Mais il ressort des pièces au débat (échanges de messages électroniques entre M. X et l’OBC) que dès le 14 septembre 2015 le club OBC invitait M. X à prendre sa licence dans un autre club aux motifs qu’il avait dénigré l’OBC la saison précédente et souligné l’incompétence de ses dirigeants, qu’il lui était à nouveau indiqué le 15 septembre 2015 que personne ne prendrait son inscription à l’OBC, de sorte que la décision de refus d’adhésion était prise dès cette dernière date, soit antérieurement à la présentation par M. X d’une demande de licence auprès d’un autre club, le motif notifié le 20 septembre suivant pris de sa demande d’adhésion à l’Unaninbad, entre temps intervenue en prévision d’un éventuel refus qui l’aurait, à défaut, privé de toute possibilité de jeu durant l’année, n’étant à l’évidence, comme l’a très exactement retenu le premier juge, que pur prétexte dont les pièces au débat établissent à suffisance qu’il consistait en une mesure de rétorsion ensuite des protestations que M. X, comme d’autres membre de l’OBC, avait émises par pétition collective à la suite du licenciement d’un entraîneur par le club.
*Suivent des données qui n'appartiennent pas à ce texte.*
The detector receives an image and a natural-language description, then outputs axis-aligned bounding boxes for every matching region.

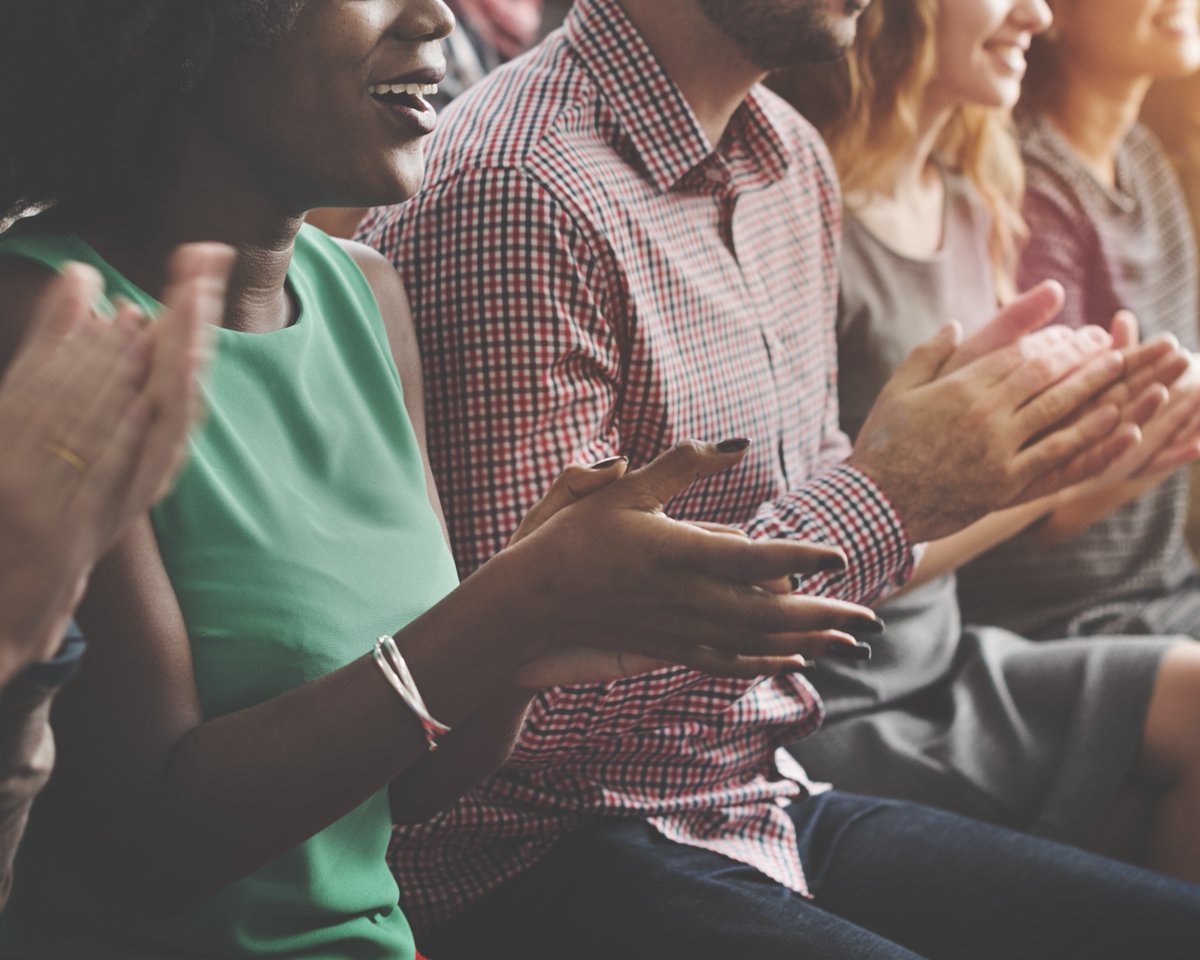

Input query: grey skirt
[788,573,1176,845]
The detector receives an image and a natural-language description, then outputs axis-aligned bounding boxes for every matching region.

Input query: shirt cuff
[805,463,917,604]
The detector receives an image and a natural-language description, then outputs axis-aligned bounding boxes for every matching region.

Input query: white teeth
[1156,10,1198,34]
[367,83,438,97]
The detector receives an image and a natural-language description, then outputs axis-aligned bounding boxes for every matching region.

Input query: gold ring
[46,442,88,473]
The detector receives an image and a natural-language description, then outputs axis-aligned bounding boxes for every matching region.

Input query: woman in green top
[0,0,874,960]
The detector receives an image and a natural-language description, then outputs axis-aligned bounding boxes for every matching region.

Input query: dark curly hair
[0,0,307,229]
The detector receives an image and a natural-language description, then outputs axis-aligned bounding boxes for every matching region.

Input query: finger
[1121,383,1171,427]
[1012,417,1141,504]
[124,245,233,517]
[664,523,848,583]
[509,457,629,545]
[1104,336,1189,406]
[29,263,104,343]
[942,280,1066,376]
[1016,350,1124,438]
[54,312,151,463]
[683,520,750,540]
[1109,310,1141,350]
[614,438,750,510]
[886,323,962,390]
[683,520,800,585]
[958,325,1112,398]
[643,577,883,649]
[614,642,812,680]
[1135,439,1200,478]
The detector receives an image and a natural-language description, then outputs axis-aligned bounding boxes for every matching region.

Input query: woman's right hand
[487,442,880,689]
[0,245,233,685]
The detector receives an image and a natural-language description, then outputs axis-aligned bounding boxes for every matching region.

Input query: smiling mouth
[367,83,438,110]
[1154,8,1198,34]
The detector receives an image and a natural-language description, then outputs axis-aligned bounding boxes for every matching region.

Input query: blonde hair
[772,0,1026,298]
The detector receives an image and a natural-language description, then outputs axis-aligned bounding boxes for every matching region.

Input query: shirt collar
[566,0,790,193]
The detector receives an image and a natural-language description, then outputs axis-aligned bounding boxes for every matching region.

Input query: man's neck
[1046,61,1150,187]
[619,0,767,148]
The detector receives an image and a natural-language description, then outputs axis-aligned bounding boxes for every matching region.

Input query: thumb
[942,280,1067,373]
[625,438,750,510]
[509,457,629,546]
[888,323,962,390]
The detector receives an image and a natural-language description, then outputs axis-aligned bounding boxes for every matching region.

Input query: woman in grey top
[959,0,1200,638]
[777,0,1200,880]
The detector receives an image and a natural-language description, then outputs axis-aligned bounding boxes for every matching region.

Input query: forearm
[0,679,54,907]
[390,686,533,823]
[894,497,1060,595]
[68,561,547,912]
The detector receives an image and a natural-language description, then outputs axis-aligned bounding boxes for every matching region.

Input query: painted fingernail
[826,640,871,664]
[817,553,850,574]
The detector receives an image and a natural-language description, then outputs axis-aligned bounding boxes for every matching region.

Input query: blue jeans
[419,791,1200,960]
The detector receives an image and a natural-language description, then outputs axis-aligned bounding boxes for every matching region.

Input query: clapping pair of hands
[0,245,234,688]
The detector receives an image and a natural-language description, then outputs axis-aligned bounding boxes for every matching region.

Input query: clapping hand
[502,442,881,689]
[0,245,233,684]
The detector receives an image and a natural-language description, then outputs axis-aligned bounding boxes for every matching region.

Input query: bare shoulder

La justification d’un refus d’adhésion à un motif fallacieux suffit à caractériser un manquement à la loyauté qui doit présider au pacte associatif et se trouve de ce fait nécessairement vexatoire.
Et les motifs de refus de renouvellement d’adhésion avancés à la faveur de la présente instance sont indifférents dès lors que l’association n’a pas cru devoir les énoncer au soutien de la décision qu’elle a notifiée à l’intéressé.
Les circonstances de l’espèce justifient l’allocation à M. X, qui était adhérent de l’OBC depuis 7 ans, de la somme de 500 euros à titre de dommages-intérêts, le fait qu’il puisse continuer à pratiquer dans un autre club n’exonérant pas l’association OCB de ses responsabilités propres au titre du préjudice moral subi par l’intimé du fait de la faute retenue.
L’issue de la présente instance conduira à débouter l’OBC de sa demande de dommages-intérêts.
Le jugement déféré mérite par conséquent pleine confirmation, en ce compris l’indemnité allouée sur le fondement de l’article 700 du code de procédure civile.
Il y a sera ajouté, en équité, la somme de 1 200 euros au titre des frais irrépétibles que M. X s’est trouvé contraint d’exposer en cause d’appel.
PAR CES MOTIFS,
LA COUR :
Après en avoir délibéré conformément à la loi,
Statuant publiquement, contradictoirement, en matière civile et en dernier ressort,
Confirme le jugement déféré,
Y ajoutant,
Condamne l’association Olympique Badminton Club de Nîmes à payer la somme de 1 200 euros à M. X en cause d’appel sur le fondement de l’article 700 du code de procédure civile,
Rejette toute autre demande,
Condamne l’association OBC aux dépens d’appel, qui pourront être recouvrés conformément aux dispositions de l’article 699 du code de procédure civile.
Arrêt signé par Monsieur BOYER, Président et par Mme LAURENT-VICAL, Greffier.